The Veterans Affairs Department CIO has budget authority, for instance, and presents a successful model for other departments.

The IT reform effort began about 124 days ago, and Kundra said that to meet an upcoming six-month deadline, he is focused on three specific areas: working with Congress on budget flexibilities, developing the IT program manager career track and continuing the process of closing 800 data centers by 2015.

He said agencies have already identified 100 data centers that could shut down at the end of this calendar year and added that there is likely to be “robust discussion” when those data centers’ names and locations are made public. 

In addition, Kundra said that at the end of this month the administration would be celebrating IT reform accomplishments at agencies.
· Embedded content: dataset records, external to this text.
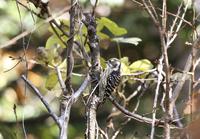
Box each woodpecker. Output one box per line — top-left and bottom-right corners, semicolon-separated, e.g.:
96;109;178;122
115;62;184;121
99;58;121;102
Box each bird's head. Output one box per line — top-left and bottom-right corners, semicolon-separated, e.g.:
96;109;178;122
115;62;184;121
106;58;121;71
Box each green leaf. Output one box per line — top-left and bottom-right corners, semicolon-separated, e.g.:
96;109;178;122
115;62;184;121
98;17;127;36
46;35;58;48
46;35;68;48
129;59;154;72
121;62;131;75
71;74;84;85
97;21;104;31
58;59;67;70
120;57;131;74
85;44;90;52
97;32;110;39
120;57;130;65
61;19;70;27
112;37;142;46
81;24;88;35
100;57;107;69
45;72;58;90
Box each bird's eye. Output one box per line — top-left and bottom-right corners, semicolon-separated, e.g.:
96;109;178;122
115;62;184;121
114;63;118;67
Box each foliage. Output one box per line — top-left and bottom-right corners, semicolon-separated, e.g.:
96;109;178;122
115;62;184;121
0;0;198;138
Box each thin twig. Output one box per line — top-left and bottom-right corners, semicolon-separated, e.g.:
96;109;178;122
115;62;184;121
0;6;70;48
131;0;192;27
55;66;67;94
65;0;77;95
167;2;188;47
142;0;159;26
151;57;164;139
108;95;163;125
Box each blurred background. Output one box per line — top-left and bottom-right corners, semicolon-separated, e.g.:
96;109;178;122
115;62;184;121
0;0;197;138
Brown asked Kundra if he would remain in his CIO position to see the reform effort to completion.

“I can stay on as long as necessary,” Kundra said, but added that what’s important about the plan is that it is “not dependent on any single individual.”

David Powner, director of IT management at the Government Accountability Office, said during hearing testimony that although the IT reform initiative is encouraging, the accuracy of the IT Dashboard needs to improve and there must be more attention paid to the estimated $20 billion being spent on at-risk IT projects.

Powner’s comments reflected a March 15 GAO report that found the IT Dashboard – a public website intended to improve transparency by tracking IT spending – has flawed data. The report concluded that performance data inaccuracies are attributable to weaknesses in how agencies report data to the dashboard.